Fear related response times across the respiratory cycle:
In addition to respiratory-related changes in amygdala activity and amygdala stimulation-induced apnea, experiments from our lab have found that fearful faces are recognized more quickly when encountered during inhalation compared to exhalation. The importance of the amygdala in fear processing combined with its potential role in breathing combine to suggest the possibility for fear-related changes in breathing. Preliminary evidence suggests that individuals with high anxiety scores have a different pattern of breathing than those with low anxiety scores following presentation of fearful faces compared to surprised faces. We found that when fearful faces are presented to anxious individuals when they are inhaling, the subsequent exhale is shallower compared to their typical exhales. We also found that when fearful faces are presented to anxious individuals when they are exhaling, the subsequent inhale is deeper compared to their typical inhales. Overall, When grouping subjects by anxiety scores, we found that faster fearful response times during inhalation are only evident in subjects with “low anxiety”. The effect diminishes in subjects with higher anxiety scores. We are conducting a number of psychophysical experiments to probe these effects. Our findings can potentially be used as a simple biomarker for anxiety and support the idea that respiratory phase may influence how stimuli are processed and reacted to.
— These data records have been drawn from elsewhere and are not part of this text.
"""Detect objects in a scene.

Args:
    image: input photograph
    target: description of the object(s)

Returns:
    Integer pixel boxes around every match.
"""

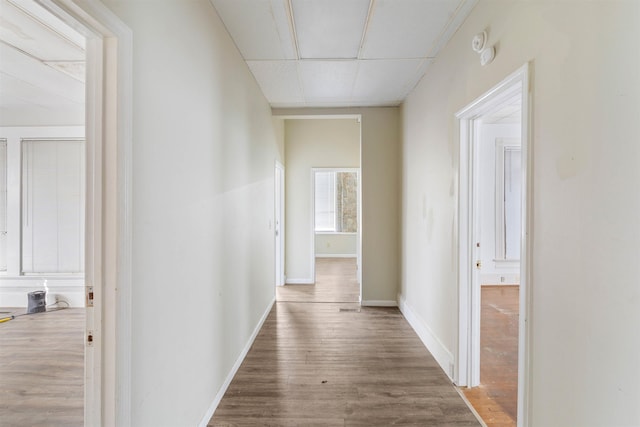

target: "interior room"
[460,97,522,425]
[0,0,87,424]
[1,1,639,427]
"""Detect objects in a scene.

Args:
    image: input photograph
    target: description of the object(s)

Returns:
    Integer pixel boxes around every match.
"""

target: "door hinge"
[87,330,94,347]
[476,260,482,269]
[86,286,94,307]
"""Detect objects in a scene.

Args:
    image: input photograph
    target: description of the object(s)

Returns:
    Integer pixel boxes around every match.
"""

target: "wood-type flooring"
[462,285,519,427]
[211,258,481,426]
[277,258,360,303]
[0,307,84,427]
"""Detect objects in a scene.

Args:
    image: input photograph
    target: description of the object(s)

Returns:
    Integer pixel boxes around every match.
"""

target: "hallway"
[277,258,360,303]
[208,301,481,426]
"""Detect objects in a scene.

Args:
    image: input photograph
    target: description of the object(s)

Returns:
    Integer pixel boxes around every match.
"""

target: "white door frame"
[275,161,285,286]
[41,1,132,425]
[455,63,532,427]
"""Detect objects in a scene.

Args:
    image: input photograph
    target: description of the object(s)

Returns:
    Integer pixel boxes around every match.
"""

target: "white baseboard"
[315,254,357,258]
[0,277,85,307]
[361,299,397,307]
[285,278,314,285]
[398,293,455,380]
[480,273,520,285]
[198,297,275,427]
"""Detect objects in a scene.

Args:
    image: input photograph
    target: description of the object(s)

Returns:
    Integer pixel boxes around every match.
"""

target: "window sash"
[22,139,85,274]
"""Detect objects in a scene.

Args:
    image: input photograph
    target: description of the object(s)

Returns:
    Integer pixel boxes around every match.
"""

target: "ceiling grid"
[212,0,479,108]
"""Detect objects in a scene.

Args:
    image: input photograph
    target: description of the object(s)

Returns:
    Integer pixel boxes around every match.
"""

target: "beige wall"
[315,233,357,257]
[400,1,640,425]
[103,1,282,425]
[276,108,400,303]
[284,118,360,282]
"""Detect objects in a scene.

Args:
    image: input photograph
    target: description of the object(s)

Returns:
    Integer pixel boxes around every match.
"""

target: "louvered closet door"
[22,140,85,274]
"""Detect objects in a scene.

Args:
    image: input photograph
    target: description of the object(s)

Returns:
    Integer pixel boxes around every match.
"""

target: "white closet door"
[22,140,85,274]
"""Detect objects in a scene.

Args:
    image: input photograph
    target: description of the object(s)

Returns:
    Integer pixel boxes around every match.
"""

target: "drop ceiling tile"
[247,60,303,105]
[352,58,432,103]
[298,60,358,100]
[361,0,463,59]
[211,0,296,60]
[292,0,370,59]
[0,0,85,61]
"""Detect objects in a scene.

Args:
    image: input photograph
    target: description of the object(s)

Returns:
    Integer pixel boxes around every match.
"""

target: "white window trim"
[21,138,86,275]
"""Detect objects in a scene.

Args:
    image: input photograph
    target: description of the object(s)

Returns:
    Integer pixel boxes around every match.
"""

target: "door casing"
[275,161,285,286]
[455,63,532,427]
[41,1,133,425]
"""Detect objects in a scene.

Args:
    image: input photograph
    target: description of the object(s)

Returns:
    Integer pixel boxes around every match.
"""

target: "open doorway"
[1,0,133,425]
[456,65,531,427]
[276,116,362,304]
[311,168,360,303]
[0,1,87,424]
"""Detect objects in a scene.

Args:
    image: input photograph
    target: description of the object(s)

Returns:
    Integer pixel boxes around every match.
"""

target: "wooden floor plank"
[462,285,519,427]
[0,307,84,427]
[209,302,481,426]
[277,258,359,303]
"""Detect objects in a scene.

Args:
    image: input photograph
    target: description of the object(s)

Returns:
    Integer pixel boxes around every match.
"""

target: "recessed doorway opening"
[456,64,532,427]
[274,116,362,304]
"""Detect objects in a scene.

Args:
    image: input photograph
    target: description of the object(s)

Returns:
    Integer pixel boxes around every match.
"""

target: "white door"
[275,162,285,286]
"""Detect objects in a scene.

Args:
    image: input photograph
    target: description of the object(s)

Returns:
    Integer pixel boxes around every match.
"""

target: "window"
[22,140,85,274]
[314,171,358,233]
[495,139,521,261]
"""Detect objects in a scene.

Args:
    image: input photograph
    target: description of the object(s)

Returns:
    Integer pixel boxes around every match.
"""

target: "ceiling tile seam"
[356,0,375,60]
[286,0,301,60]
[269,0,295,60]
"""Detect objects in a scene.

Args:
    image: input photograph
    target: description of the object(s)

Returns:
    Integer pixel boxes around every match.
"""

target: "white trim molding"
[285,278,315,285]
[197,297,276,427]
[0,277,85,307]
[455,63,532,427]
[398,294,455,379]
[42,1,134,425]
[361,299,397,307]
[315,254,357,259]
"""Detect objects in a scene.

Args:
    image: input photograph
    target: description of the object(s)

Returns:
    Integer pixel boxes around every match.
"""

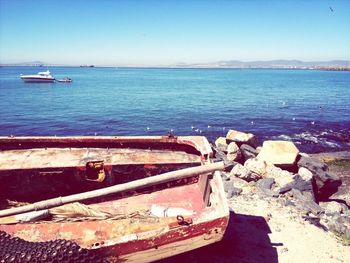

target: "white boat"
[20,70,55,83]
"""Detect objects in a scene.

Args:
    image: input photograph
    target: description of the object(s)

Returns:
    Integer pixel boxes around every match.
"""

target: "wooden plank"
[0,148,201,170]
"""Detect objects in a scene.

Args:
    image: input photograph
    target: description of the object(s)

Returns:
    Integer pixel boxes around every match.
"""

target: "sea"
[0,66,349,153]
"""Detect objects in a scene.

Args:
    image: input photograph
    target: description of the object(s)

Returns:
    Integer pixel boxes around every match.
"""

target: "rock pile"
[213,129,349,239]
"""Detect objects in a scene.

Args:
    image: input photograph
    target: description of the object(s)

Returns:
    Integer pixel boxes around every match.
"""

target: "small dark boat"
[0,135,229,262]
[56,77,72,83]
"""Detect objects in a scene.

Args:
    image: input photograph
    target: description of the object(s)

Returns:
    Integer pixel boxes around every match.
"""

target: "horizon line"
[1,58,350,68]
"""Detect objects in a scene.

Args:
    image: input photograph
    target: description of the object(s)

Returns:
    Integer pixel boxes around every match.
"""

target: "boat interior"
[0,137,228,250]
[0,136,207,203]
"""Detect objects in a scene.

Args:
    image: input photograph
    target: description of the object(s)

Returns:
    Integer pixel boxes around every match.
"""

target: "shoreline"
[2,65,350,71]
[310,151,350,161]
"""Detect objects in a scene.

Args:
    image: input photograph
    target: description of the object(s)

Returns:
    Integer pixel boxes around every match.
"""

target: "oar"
[0,162,225,218]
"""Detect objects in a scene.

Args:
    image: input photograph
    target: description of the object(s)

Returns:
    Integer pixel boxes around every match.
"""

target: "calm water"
[0,66,349,153]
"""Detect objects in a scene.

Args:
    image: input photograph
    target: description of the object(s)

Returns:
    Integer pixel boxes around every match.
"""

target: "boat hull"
[21,77,55,83]
[56,79,72,83]
[0,136,229,262]
[0,173,229,262]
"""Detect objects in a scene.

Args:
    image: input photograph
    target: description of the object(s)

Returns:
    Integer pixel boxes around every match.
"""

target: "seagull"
[207,125,211,128]
[292,117,296,121]
[195,129,199,133]
[329,6,334,12]
[191,126,195,130]
[311,121,315,125]
[250,121,254,125]
[146,127,150,131]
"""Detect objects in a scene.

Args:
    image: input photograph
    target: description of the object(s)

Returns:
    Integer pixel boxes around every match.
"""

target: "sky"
[0,0,349,66]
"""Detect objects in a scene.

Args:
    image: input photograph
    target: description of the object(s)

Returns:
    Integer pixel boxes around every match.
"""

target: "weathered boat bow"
[0,136,229,262]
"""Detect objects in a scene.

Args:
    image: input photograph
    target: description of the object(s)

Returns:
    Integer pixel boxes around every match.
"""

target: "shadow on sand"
[158,211,279,263]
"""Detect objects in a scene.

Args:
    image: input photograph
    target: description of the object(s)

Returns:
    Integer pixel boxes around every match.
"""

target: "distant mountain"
[0,61,46,66]
[176,59,350,69]
[2,59,350,69]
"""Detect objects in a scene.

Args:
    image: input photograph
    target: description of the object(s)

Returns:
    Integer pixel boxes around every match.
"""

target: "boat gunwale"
[0,135,213,158]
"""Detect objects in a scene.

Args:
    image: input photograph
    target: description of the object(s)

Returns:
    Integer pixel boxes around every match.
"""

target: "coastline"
[310,151,350,162]
[1,65,350,71]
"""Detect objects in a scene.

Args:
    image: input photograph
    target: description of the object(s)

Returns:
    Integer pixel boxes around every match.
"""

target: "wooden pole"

Sudden unexpected death in epilepsy (SUDEP):
A deeper understanding of human respiratory regulation is important, particularly in relation to patients with epilepsy, given its potential relevance to Sudden unexpected death in epilepsy (SUDEP). SUDEP is the most frequent cause of death in epilepsy patients, with accumulating evidence suggesting respiratory involvement. In 16 SUDEP cases that occurred in epilepsy monitoring units across the world, a consistent sequence of events was observed after each seizure that resulted in SUDEP: rapid breathing followed the generalized tonic-clonic seizure, followed by apnea, followed by increasing bradycardia and postictal generalized electroencephalogram suppression with terminal apnea preceding the terminal asystole. Thus in all recorded cases of SUDEP, the initial pathological symptom consisted of respiratory dysfunction. One possibility is that seizures spreading to brain structures involved in higher order control of brainstem function can lead to SUDEP. The extended amygdala, comprising chiefly of the central amygdala and the bed nucleus of the stria terminalis, is a part of the central autonomic network that is interconnected between higher order cortical areas, brainstem, and hypothalamic networks raising the possibility that it could be the missing link in the mediation of SUDEP. The central amygdala is activated by seizures, and its activation can have powerful effects on heart rate, blood pressure and respiratory function. Furthermore, extended amygdala projections reach areas that are important for control of cardiorespiratory function including the nucleus of the solitary tract and the ventrolateral medulla. Studies from our lab have found that electrical stimulation of the human amygdala induces apnea. We have also recently found that stimulation-induced apnea can be prevented in two ways. First, electrical stimulation delivered during mouth breathing does not induce any apnea. Second, if we directly instruct the patient to take a breath during electrical stimulation, the patient can overcome the apnea and is able to breathe. We are working to develop a SUDEP alarm device that can prevent respiratory arrest in patients who are at high risk of SUDEP, based on these data.